Either way, I don’t honestly mind. St. Brigid represents for me the continuation of the oldest of rituals, the most ancient of memories, into the modern day. Her feast marks the beginning of Spring according to tradition, a time of year which I do yearn for with how cold it’s been here in Kansas City of late. My own faith is open to the reality that it has a variety of sources, both biblical and traditional. In my lifetime I’ve heard here and there of efforts either by the Vatican or by other Catholic authorities to soften the devotions of certain saints deemed mythic, like St. Brigid, St. Barbara, or St. Christopher. I get where they’re coming from, after all who’s to really say if these people ever lived? I for one can’t prove it. Yet I disagree with this assessment because there are truths about life and nature we can learn from saints like Brigid.
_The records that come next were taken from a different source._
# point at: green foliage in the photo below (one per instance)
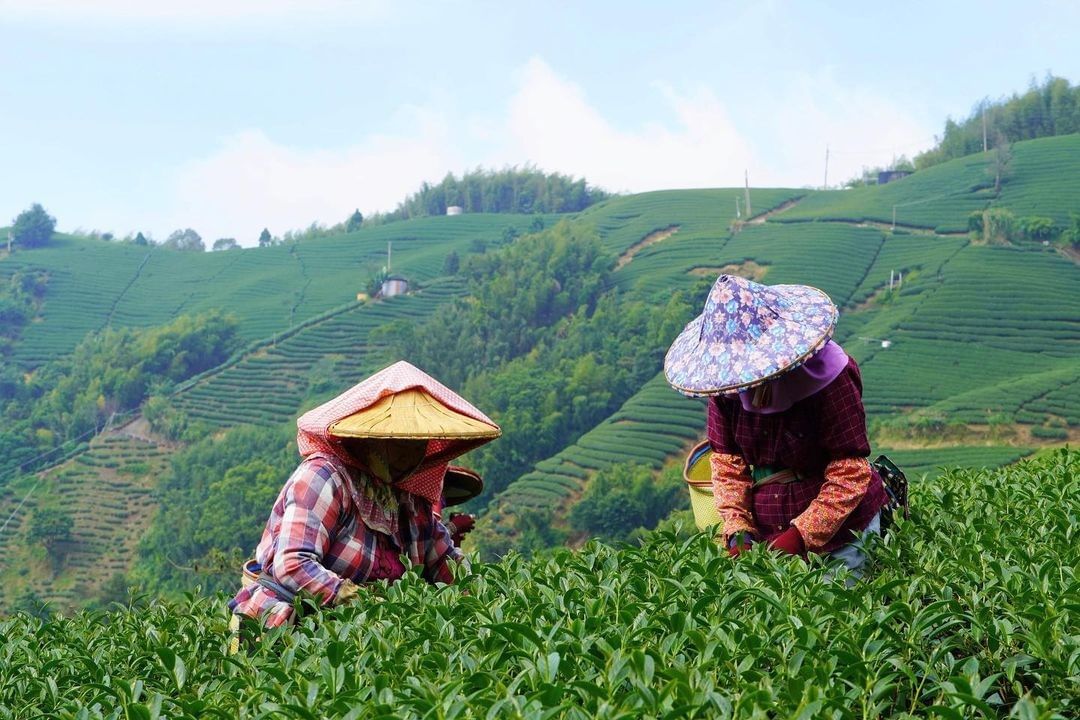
(1052, 108)
(957, 617)
(515, 294)
(1071, 233)
(215, 500)
(226, 244)
(453, 263)
(869, 175)
(624, 498)
(21, 298)
(109, 372)
(1038, 228)
(354, 221)
(185, 240)
(34, 227)
(50, 526)
(510, 190)
(999, 226)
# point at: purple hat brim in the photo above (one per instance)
(699, 365)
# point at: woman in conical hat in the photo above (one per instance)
(786, 422)
(374, 461)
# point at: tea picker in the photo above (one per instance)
(786, 450)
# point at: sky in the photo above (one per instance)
(232, 116)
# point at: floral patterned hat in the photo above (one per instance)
(748, 334)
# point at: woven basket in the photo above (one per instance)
(698, 475)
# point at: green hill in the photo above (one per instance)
(967, 611)
(979, 370)
(93, 284)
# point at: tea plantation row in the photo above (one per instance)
(970, 610)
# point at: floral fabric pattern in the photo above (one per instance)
(747, 334)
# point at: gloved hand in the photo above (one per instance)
(740, 543)
(348, 592)
(790, 541)
(459, 527)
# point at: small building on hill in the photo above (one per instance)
(393, 285)
(888, 176)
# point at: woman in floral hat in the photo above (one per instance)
(373, 469)
(786, 423)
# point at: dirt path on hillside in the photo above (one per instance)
(651, 239)
(764, 217)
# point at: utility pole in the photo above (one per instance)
(750, 214)
(825, 184)
(984, 126)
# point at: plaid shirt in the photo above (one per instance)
(822, 438)
(319, 534)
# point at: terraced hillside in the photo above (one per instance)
(979, 367)
(1040, 181)
(93, 284)
(268, 386)
(108, 493)
(700, 221)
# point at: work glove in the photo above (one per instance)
(348, 592)
(459, 527)
(790, 541)
(740, 543)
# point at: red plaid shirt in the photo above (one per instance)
(822, 438)
(316, 538)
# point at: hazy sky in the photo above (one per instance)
(230, 116)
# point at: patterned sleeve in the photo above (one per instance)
(732, 492)
(842, 422)
(439, 552)
(730, 473)
(313, 503)
(846, 484)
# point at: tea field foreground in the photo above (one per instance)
(970, 610)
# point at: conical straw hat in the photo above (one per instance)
(412, 413)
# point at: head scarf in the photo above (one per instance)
(797, 384)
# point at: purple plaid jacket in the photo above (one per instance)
(822, 438)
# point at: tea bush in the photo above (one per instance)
(969, 611)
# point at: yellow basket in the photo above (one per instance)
(698, 474)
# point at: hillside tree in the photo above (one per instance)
(1001, 161)
(354, 221)
(34, 227)
(186, 240)
(226, 244)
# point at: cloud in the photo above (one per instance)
(252, 181)
(860, 126)
(250, 12)
(551, 123)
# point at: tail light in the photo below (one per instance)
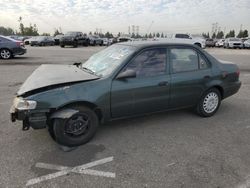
(238, 73)
(19, 43)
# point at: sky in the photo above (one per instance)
(167, 16)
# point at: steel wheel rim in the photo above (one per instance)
(5, 54)
(210, 102)
(77, 125)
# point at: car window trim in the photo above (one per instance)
(140, 52)
(187, 47)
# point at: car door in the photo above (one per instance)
(190, 72)
(148, 91)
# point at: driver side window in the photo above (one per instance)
(149, 63)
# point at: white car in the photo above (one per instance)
(220, 43)
(28, 41)
(105, 41)
(199, 41)
(247, 44)
(233, 43)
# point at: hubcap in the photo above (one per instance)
(77, 125)
(210, 102)
(5, 54)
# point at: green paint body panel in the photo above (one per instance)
(136, 96)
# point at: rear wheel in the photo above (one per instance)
(198, 44)
(209, 103)
(5, 54)
(77, 129)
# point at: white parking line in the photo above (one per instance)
(246, 184)
(64, 170)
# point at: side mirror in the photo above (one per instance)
(126, 74)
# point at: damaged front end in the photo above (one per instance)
(25, 111)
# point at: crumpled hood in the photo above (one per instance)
(49, 75)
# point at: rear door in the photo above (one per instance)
(190, 72)
(148, 91)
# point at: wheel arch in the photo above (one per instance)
(88, 104)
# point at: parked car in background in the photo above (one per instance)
(210, 43)
(16, 37)
(10, 47)
(195, 40)
(123, 80)
(74, 38)
(95, 40)
(57, 39)
(220, 43)
(28, 40)
(105, 41)
(124, 39)
(42, 41)
(233, 43)
(247, 44)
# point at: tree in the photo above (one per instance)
(6, 31)
(214, 35)
(245, 33)
(57, 32)
(220, 35)
(27, 31)
(230, 34)
(45, 34)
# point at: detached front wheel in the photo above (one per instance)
(209, 103)
(77, 129)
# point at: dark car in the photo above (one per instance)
(210, 42)
(233, 43)
(74, 39)
(123, 80)
(42, 41)
(10, 47)
(95, 40)
(57, 39)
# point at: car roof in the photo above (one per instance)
(146, 44)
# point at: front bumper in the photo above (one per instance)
(37, 119)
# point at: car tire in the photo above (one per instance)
(209, 103)
(198, 44)
(65, 130)
(5, 53)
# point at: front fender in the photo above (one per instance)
(64, 113)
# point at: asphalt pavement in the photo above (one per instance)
(170, 149)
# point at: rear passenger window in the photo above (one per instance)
(203, 63)
(183, 60)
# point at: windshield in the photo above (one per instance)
(106, 61)
(234, 39)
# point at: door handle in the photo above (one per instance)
(206, 77)
(164, 83)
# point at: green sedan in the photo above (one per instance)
(123, 80)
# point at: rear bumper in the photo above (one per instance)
(232, 89)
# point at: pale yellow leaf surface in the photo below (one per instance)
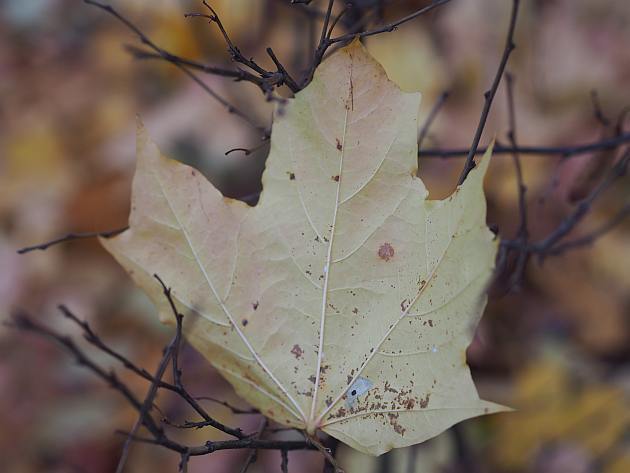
(344, 278)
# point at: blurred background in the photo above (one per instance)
(556, 347)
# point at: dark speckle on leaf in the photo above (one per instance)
(386, 252)
(297, 351)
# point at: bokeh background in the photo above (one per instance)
(556, 348)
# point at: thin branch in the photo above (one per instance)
(147, 404)
(437, 106)
(489, 95)
(252, 456)
(566, 151)
(522, 234)
(235, 410)
(328, 454)
(390, 26)
(169, 58)
(549, 245)
(71, 237)
(590, 239)
(284, 463)
(322, 46)
(287, 79)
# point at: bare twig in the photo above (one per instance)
(172, 59)
(522, 234)
(437, 106)
(71, 237)
(566, 151)
(592, 237)
(234, 409)
(489, 94)
(390, 26)
(170, 354)
(284, 463)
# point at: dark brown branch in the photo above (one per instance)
(549, 245)
(489, 95)
(71, 237)
(567, 225)
(234, 409)
(565, 151)
(424, 130)
(284, 463)
(147, 404)
(92, 338)
(169, 58)
(236, 74)
(322, 46)
(390, 26)
(591, 238)
(522, 234)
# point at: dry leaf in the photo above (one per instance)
(344, 301)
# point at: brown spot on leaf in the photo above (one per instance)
(425, 402)
(386, 252)
(297, 351)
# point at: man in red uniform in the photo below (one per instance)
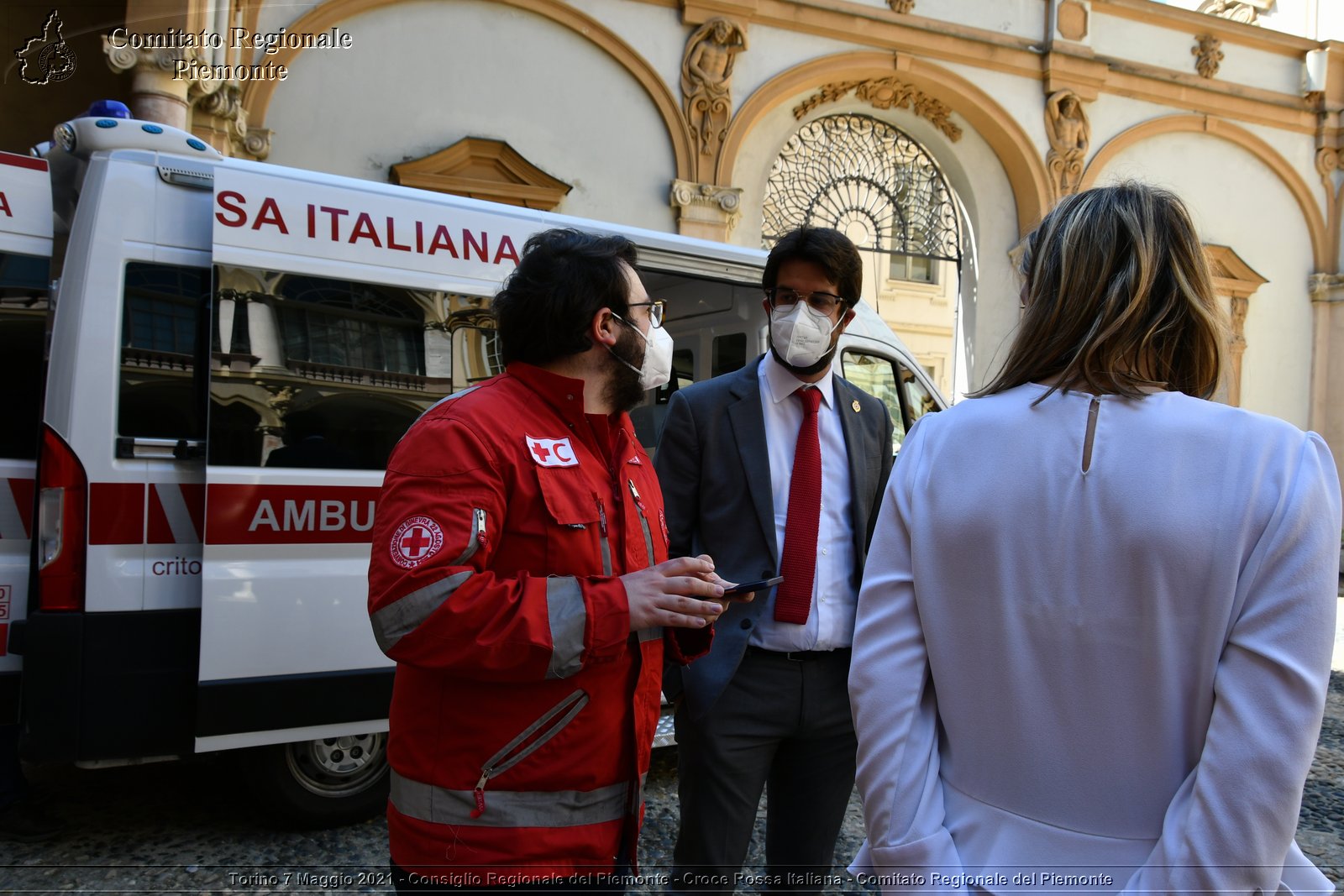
(519, 578)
The one catch about honoring a saint like Brigid who is so tied to Ireland and the environment of that island country is that some of these traditions don’t entirely make sense here in America. To say that Spring begins at the start of February is laughable here in the Midwest. The forecast today calls for highs of 36ºF (2ºC) and lows of 16ºF (-9ºC), far from Springtime temperatures that would be expected for the first day of Spring. True, we have had some nice days of late, days when I’m comfortable walking around without a hat or gloves, but they’re becoming fewer as January ends and February begins. I hope that February will see warmer temperatures return, heading into what might be a lovely March. But enough of the weather, to my point I find it hard to follow some of these traditional understandings of saints from back in Europe because the world of the Americas is different enough to make the experience of trying to say “Spring’s begun” when it’s snowing laughable.
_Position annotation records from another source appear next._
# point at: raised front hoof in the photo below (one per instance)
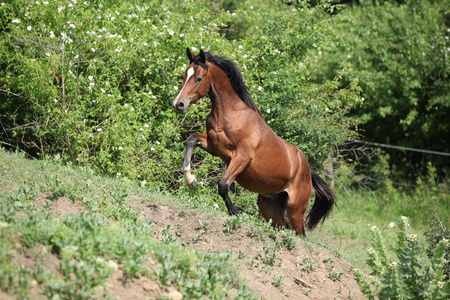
(234, 210)
(193, 184)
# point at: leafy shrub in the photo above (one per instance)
(436, 232)
(398, 51)
(94, 82)
(410, 277)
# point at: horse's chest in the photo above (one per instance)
(221, 142)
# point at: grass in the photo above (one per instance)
(91, 245)
(108, 235)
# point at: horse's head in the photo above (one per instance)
(196, 82)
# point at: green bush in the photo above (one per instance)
(94, 82)
(398, 51)
(408, 277)
(435, 233)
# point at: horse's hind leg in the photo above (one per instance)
(273, 208)
(193, 141)
(297, 205)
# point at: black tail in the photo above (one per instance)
(325, 199)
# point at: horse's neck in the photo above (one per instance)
(224, 100)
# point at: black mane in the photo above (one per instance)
(235, 77)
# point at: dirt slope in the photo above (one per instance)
(297, 283)
(302, 273)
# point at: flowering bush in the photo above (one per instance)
(94, 81)
(409, 277)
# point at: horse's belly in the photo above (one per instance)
(268, 180)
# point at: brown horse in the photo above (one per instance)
(256, 157)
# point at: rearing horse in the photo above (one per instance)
(256, 157)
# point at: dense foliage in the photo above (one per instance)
(436, 232)
(409, 276)
(94, 81)
(399, 52)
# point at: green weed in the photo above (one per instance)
(409, 276)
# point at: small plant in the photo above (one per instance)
(232, 224)
(408, 277)
(268, 255)
(335, 274)
(289, 238)
(166, 236)
(436, 232)
(306, 290)
(310, 264)
(278, 282)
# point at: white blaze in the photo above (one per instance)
(189, 74)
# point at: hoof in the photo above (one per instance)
(192, 184)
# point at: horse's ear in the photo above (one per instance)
(190, 54)
(202, 56)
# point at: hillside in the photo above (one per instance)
(69, 233)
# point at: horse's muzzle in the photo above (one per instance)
(180, 107)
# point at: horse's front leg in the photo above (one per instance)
(193, 141)
(237, 164)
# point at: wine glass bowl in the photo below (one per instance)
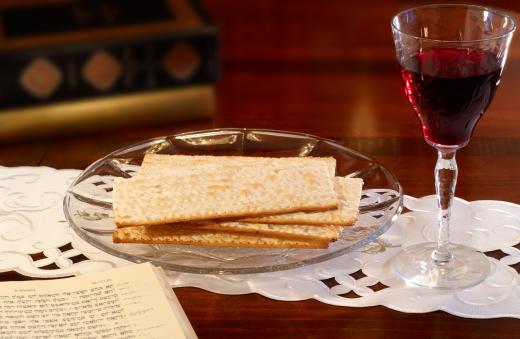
(451, 59)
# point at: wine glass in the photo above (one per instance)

Perhaps a better way to think of St. Brigid’s Day as an Irish American is to consider it as one of the last winter holidays which began with Advent in December. These winter festivities are marked by their sense of mystery, earned through the long dark nights this time of year and all the unknown things that can go on when the Sun remains down for longer hours and so much of our native wildlife sleeps in their burrows. St. Brigid’s Day means the winter is coming to its climax, and soon will fade into the first whisperings of Spring with its rains and lush greenery. If St. Brigid’s Day is the beginning of the end of Winter, then St. Patrick’s Day is the beginning of the height of Spring, a time when here in Kansas City sure it could snow, but it could also be warm and comfortable for parades under the Spring Sun. So, to all my listeners who feel like commemorating the story of St. Brigid, Lá Fhéile Bhrigid shóna daoibh! Happy St. Brigid’s Day!